Katie Davis (Landican), Mayoress Irene Williams, Gina Jacobs, Mayor of Wirral, Cllr Jerry Williams and Lisa Parkes (Landican) Katie Davis (Landican), Mayoress Irene Williams, Gina Jacobs, Mayor of Wirral, Cllr Jerry Williams and Lisa Parkes (Landican) (Image: Wirral Council)
Thanking council officers, Gina said: “So many parents, mums and dads, have carried the pain and trauma of the practice of the past.
“There are so many babies yet to be found. I am hoping that the events of today will enable more families to come forward as well as bringing some comfort and peace to the families who have now been reunited with their babies.”
She told the LDRS: “I feel as if all the babies have been acknowledged. They have been given that dignity and respect as well as the parents who went through that at the time.”
Diana Williams who lost her son John at Clatterbridge Hospital said: “It’s reached a milestone. It’s very gratifying seeing Gina being recognised for all she has done and to see the babies recognised. We can’t change it but at least we have got something going forward.

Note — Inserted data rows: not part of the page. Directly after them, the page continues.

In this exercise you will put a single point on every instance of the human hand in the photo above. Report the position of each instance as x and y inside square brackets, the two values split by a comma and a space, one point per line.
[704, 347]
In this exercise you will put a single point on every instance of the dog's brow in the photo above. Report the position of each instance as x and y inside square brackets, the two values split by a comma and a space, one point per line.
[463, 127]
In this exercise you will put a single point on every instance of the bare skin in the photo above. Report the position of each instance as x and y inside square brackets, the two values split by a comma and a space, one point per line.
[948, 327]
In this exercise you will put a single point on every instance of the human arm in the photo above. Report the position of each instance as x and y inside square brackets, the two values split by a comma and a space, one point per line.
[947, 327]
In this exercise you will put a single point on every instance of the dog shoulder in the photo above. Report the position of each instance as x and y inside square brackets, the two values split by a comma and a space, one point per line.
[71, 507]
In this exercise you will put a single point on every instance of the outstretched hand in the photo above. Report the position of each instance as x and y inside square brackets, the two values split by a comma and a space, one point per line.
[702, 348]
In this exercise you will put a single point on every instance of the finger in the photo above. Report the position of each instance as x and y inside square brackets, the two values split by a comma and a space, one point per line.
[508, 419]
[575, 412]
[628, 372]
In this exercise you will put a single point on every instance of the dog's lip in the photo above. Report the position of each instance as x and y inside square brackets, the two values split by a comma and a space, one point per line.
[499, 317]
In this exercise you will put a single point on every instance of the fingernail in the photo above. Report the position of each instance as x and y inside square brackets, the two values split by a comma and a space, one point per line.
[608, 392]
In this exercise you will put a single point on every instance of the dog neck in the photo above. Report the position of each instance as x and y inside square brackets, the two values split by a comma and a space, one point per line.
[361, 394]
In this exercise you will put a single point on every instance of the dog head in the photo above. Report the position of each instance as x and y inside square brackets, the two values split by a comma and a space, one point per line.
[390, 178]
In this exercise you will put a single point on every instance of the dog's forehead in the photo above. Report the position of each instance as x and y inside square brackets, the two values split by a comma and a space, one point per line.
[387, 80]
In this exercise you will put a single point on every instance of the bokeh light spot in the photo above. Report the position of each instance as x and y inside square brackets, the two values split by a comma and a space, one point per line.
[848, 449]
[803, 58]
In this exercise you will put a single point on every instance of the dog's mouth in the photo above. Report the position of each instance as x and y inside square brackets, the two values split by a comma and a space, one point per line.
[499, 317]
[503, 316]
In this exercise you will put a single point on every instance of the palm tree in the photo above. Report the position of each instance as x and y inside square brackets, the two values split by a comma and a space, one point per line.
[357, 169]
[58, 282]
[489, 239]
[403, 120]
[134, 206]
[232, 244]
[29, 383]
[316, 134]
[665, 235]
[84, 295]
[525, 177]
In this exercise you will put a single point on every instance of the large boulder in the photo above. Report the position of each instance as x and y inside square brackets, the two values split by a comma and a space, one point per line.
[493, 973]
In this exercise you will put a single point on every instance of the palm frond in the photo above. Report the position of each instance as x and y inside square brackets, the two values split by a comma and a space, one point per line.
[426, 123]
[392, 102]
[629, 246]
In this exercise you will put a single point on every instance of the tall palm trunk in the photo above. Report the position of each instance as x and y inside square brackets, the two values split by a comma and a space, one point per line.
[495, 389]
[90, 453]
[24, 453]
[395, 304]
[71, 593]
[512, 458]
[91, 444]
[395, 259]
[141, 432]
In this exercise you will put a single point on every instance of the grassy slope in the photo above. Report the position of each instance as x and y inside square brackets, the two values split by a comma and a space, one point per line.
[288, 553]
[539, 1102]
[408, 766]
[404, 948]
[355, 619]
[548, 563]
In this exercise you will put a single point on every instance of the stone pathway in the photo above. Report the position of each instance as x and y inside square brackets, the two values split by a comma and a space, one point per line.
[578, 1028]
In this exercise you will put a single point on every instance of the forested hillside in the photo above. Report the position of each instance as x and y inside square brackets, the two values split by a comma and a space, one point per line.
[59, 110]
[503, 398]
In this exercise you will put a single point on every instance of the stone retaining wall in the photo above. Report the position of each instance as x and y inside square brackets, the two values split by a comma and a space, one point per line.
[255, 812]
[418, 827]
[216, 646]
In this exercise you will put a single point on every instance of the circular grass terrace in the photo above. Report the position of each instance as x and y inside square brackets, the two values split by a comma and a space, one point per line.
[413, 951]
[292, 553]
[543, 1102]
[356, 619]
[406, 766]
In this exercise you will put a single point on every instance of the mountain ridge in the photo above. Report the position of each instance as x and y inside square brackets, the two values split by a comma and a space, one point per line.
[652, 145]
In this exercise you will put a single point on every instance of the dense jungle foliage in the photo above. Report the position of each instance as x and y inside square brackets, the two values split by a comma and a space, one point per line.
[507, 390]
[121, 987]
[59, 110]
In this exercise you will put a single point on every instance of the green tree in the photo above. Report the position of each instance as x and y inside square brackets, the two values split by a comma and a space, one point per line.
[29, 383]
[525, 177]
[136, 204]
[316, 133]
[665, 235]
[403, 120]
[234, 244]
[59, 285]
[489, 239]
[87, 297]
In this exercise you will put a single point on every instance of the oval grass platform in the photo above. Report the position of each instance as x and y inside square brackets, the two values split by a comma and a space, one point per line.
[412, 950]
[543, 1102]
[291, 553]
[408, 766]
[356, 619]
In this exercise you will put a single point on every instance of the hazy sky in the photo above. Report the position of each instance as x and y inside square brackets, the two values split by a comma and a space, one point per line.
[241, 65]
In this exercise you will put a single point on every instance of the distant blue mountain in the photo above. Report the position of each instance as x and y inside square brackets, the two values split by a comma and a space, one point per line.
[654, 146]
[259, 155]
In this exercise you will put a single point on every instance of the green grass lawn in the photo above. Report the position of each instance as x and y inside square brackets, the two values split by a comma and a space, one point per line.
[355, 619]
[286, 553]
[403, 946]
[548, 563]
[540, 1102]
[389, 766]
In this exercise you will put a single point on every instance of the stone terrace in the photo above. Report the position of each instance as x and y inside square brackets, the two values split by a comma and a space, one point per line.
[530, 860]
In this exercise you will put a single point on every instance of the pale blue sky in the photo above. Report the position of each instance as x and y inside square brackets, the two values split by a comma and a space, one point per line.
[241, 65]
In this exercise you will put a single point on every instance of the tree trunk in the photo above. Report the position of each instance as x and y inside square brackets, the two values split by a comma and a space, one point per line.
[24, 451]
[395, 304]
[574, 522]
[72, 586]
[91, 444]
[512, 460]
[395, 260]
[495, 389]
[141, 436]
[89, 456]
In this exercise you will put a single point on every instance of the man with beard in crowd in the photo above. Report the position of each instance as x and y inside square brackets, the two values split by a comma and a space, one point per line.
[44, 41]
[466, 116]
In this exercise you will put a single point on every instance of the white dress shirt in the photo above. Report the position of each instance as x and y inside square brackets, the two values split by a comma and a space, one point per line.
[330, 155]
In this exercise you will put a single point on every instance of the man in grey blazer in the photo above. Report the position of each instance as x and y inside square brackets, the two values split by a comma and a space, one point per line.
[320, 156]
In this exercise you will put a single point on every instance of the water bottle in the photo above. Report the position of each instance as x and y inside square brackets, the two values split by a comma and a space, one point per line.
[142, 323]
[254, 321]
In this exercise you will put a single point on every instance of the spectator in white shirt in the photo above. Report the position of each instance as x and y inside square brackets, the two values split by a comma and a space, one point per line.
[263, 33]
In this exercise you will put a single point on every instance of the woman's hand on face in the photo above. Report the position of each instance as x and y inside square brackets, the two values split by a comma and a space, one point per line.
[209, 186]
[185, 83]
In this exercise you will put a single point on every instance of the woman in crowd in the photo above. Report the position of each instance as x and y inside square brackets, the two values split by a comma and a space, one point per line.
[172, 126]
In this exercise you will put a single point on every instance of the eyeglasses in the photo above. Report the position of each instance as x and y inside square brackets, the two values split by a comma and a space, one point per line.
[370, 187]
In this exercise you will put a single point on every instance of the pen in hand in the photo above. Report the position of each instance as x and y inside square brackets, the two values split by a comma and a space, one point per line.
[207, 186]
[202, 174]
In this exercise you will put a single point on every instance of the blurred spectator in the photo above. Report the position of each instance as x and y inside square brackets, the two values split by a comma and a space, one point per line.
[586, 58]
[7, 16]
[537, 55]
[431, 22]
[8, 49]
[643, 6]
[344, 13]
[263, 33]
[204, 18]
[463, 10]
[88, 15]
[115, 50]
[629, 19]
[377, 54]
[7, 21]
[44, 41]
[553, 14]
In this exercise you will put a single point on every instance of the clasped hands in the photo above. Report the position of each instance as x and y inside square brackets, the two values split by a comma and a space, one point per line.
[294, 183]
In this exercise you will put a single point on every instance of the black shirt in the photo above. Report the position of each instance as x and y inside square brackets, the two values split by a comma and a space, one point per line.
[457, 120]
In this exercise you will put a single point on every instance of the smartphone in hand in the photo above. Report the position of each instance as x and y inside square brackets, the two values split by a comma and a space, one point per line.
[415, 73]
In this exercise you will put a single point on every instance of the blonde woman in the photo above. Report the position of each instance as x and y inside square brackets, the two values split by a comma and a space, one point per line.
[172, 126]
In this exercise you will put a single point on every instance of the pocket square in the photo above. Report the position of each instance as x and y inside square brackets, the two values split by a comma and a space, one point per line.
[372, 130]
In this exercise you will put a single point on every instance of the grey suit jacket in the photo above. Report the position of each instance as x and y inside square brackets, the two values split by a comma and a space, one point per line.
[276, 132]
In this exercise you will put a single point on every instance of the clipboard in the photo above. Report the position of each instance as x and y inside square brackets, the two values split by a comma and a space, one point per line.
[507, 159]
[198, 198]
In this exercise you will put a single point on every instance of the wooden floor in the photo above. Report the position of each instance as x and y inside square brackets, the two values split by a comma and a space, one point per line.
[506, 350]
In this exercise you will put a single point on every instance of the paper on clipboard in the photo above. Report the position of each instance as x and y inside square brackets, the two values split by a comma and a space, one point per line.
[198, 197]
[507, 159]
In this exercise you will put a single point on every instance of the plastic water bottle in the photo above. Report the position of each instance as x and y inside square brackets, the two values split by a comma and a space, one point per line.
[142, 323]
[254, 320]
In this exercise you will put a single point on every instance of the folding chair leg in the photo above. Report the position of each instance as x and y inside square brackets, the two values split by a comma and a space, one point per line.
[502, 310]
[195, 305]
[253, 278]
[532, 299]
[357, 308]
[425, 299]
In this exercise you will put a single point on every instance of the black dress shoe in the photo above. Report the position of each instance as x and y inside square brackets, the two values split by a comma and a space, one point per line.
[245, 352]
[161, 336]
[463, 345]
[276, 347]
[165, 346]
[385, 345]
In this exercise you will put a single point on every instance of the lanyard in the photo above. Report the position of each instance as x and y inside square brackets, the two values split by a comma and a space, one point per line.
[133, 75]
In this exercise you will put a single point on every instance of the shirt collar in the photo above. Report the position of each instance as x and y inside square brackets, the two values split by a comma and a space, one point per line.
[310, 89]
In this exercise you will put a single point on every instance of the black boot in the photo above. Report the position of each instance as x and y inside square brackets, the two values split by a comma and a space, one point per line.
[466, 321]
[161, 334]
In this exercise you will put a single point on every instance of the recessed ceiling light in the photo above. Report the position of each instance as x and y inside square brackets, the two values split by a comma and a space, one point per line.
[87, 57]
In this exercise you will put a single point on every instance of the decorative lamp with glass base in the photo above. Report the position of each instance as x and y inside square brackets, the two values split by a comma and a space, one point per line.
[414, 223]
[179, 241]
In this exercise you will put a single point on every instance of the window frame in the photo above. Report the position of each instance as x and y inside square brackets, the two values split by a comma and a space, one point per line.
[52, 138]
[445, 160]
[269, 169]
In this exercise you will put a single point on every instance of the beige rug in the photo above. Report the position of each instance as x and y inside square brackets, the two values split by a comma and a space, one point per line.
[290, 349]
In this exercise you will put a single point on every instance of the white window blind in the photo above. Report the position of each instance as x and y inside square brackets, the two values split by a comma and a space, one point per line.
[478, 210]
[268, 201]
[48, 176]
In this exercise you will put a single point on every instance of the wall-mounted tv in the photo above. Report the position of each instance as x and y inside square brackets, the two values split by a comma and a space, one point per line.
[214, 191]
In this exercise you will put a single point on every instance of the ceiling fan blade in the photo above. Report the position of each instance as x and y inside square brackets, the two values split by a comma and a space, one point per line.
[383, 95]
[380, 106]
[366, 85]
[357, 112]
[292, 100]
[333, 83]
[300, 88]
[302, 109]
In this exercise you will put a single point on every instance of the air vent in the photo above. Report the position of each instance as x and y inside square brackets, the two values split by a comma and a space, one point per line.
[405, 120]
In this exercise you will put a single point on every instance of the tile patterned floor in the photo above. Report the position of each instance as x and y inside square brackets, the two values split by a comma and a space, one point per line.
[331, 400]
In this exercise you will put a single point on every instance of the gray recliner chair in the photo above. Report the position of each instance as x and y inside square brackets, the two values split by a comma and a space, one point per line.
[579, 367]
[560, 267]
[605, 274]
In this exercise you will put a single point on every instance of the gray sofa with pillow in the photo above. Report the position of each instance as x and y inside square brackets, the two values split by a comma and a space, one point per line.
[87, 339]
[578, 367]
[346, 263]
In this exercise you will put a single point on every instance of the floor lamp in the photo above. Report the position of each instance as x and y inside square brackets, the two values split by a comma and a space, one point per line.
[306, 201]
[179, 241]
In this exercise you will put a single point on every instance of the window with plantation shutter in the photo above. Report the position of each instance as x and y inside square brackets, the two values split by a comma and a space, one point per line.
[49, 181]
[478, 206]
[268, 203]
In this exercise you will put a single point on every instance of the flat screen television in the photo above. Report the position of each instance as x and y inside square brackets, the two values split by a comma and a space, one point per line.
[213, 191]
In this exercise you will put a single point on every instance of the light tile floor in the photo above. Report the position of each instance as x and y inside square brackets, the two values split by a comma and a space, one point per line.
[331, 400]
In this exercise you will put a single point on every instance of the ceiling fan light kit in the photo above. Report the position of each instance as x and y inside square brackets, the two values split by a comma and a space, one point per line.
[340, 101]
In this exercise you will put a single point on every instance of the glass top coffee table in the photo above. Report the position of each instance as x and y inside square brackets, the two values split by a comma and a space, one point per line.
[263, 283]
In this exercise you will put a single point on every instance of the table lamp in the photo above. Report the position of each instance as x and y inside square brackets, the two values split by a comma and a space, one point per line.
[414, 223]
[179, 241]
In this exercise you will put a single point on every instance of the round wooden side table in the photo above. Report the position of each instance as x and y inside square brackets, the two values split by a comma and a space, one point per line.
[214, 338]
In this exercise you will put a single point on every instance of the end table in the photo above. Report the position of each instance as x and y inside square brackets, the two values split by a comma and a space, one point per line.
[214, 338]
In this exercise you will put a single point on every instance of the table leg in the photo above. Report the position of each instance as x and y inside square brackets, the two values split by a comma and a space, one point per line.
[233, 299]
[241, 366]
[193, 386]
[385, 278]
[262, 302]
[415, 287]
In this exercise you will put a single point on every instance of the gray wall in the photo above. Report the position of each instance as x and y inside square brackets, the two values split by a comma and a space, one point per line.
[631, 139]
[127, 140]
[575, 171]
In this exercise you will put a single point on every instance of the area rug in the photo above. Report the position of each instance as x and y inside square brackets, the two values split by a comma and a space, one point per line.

“It makes you think it was a government decision that babies were going to be buried this way and the truth is they didn’t tell anybody.”
Rose Turton lost her little brother John when she was four and a half but only found him two months ago. Her mum died 20 years ago on November 25.
She said: “It’s so sad but I am happy he has been found and for now on, we will sort out a plaque. The nice thing about it is that it is not that far from where my Mum’s buried but we never knew.”
Rose Peers said a lot had happened in recent months including finally finding her brother Carl, adding: “It brings me closure. I know where he is buried now and we come here now too (to the memorial.)”
Pauline Roberts’s daughter, Paula Jane, was still born in 1972 and buried with more than 60 other babies. She found Paula in 2018, adding: “It was wonderful to be able to find out where she was after all those years. It brings closure.”
She said: “I don’t usually talk about it. I had to get on with my life and when you talk about it, it comes flooding back,” adding: “Years down the line, you wonder what she would have been like.”
Colette Truman said she was told her Dad picked up her baby brother in a sports bag from the hospital, adding: “You could never imagine that happening now when people tell you but it did happen.”
She added: “Sadly they didn’t know where he was and I am sad we didn’t find him sooner. I think their way of dealing with it was never talking about it. My Dad never talked about it and once my Mum told me, she put it back in the box. That was the only way she could deal with it.”
Mayor Williams said the memorial was to “recognise the families’ suffering a loss in the past, present, and future,” adding: “There are many parents and families whose babies were cremated or buried who still do not know where the final resting place is. It is important that these parents and families have a place where they can grieve their loss and remember their lost children.”
He added: “The treatment today would be very different than in the previous period, but this does not detract from the grief that everyone may still be experiencing.”
Cllr Liz Grey, who chairs the committee that now oversees Wirral’s cemeteries, said: “There have been significant changes nationally – in practice and law – to ensure that those who suffer this tragedy now and in future are supported in the most compassionate and respectful manner.
“I hope that with the unveiling of the memorial plaque at Landican, local families affected by the insensitive practices of the past are able to take some comfort in knowing there is somewhere for them to come where their loss is acknowledged and remembered.”